What are liquidated damages?
The victim of a breach of contract is normally entitled to recover damages caused by the breaching party. Determining the proper amount of damages can be a difficult and expensive exercise. For that reason, the law allows the parties to a contract to agree, ahead of time, what the damages will be in the event of a breach. These are called liquidated damages. They are sums that contracting parties agree to pay as damages if they fail to perform under the contract.
As an example, an employee might agree to a non-solicitation agreement, under which, the employee agrees that, in the event he or she leaves the current job, he or she will not solicit the company’s customers. In the event the employee breaches the contract, he or she agrees to pay X amount of dollars in damages for every act of solicitation. These would be liquidated damages.
Liquidated damages are not always enforceable however. As a general rule, a court will not enforce a liquidated damages provision that amounts to nothing more than a mere penalty for violating the contract. The purpose of liquidated damages is not to allow parties to impose penalties upon one another. The purpose is to allow them to save time and money by agreeing, ahead of time, to good faith and reasonable estimates of likely damages in the event of a breach.
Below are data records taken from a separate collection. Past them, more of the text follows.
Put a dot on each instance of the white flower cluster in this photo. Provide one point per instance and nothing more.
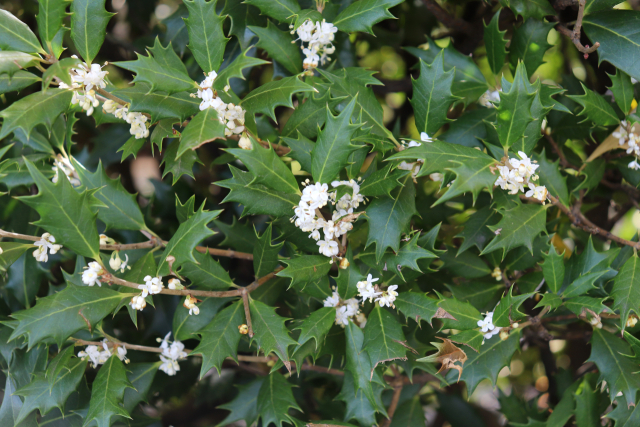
(345, 310)
(83, 79)
(319, 38)
(230, 115)
(91, 274)
(171, 353)
(487, 327)
(63, 164)
(138, 121)
(517, 173)
(625, 135)
(414, 167)
(46, 242)
(98, 357)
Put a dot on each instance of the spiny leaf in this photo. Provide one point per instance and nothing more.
(88, 26)
(65, 213)
(189, 234)
(432, 95)
(60, 315)
(220, 338)
(206, 36)
(107, 393)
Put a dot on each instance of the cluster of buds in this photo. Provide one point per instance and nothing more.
(46, 243)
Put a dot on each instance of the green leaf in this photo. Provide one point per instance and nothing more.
(595, 108)
(389, 218)
(206, 38)
(626, 289)
(88, 27)
(275, 398)
(472, 167)
(257, 199)
(432, 95)
(265, 255)
(514, 109)
(35, 109)
(383, 337)
(121, 209)
(178, 166)
(317, 326)
(220, 338)
(363, 15)
(553, 269)
(607, 352)
(11, 251)
(40, 394)
(202, 129)
(51, 13)
(65, 213)
(276, 9)
(616, 31)
(107, 393)
(507, 309)
(60, 315)
(206, 273)
(164, 71)
(495, 44)
(16, 35)
(270, 332)
(279, 47)
(159, 105)
(529, 44)
(189, 234)
(494, 355)
(331, 151)
(518, 227)
(265, 98)
(267, 168)
(305, 269)
(19, 80)
(417, 306)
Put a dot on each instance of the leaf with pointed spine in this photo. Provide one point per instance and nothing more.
(203, 128)
(331, 151)
(363, 15)
(265, 255)
(553, 269)
(60, 315)
(65, 213)
(432, 95)
(275, 398)
(32, 110)
(88, 27)
(608, 353)
(256, 198)
(40, 394)
(162, 69)
(121, 209)
(16, 35)
(189, 234)
(220, 338)
(595, 108)
(267, 168)
(383, 337)
(107, 393)
(278, 45)
(264, 99)
(270, 332)
(495, 44)
(518, 227)
(206, 38)
(277, 9)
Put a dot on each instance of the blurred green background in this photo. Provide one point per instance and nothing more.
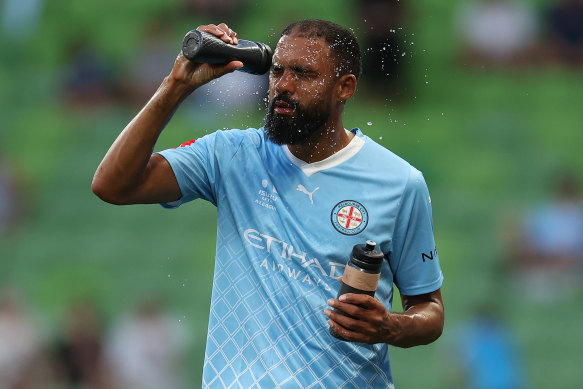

To determine whether the provision constitutes an unlawful penalty, courts look to several factors, including:
· the intent of the parties in entering into the contract;
· whether the agreed amount is reasonable and bears some relationship to the actual damages suffered;
· whether the agreed amount is disproportionate to the actual damages suffered;
· whether the actual damages are difficult to ascertain.
If the liquidated damages provision is construed as a penalty, it may not be enforceable.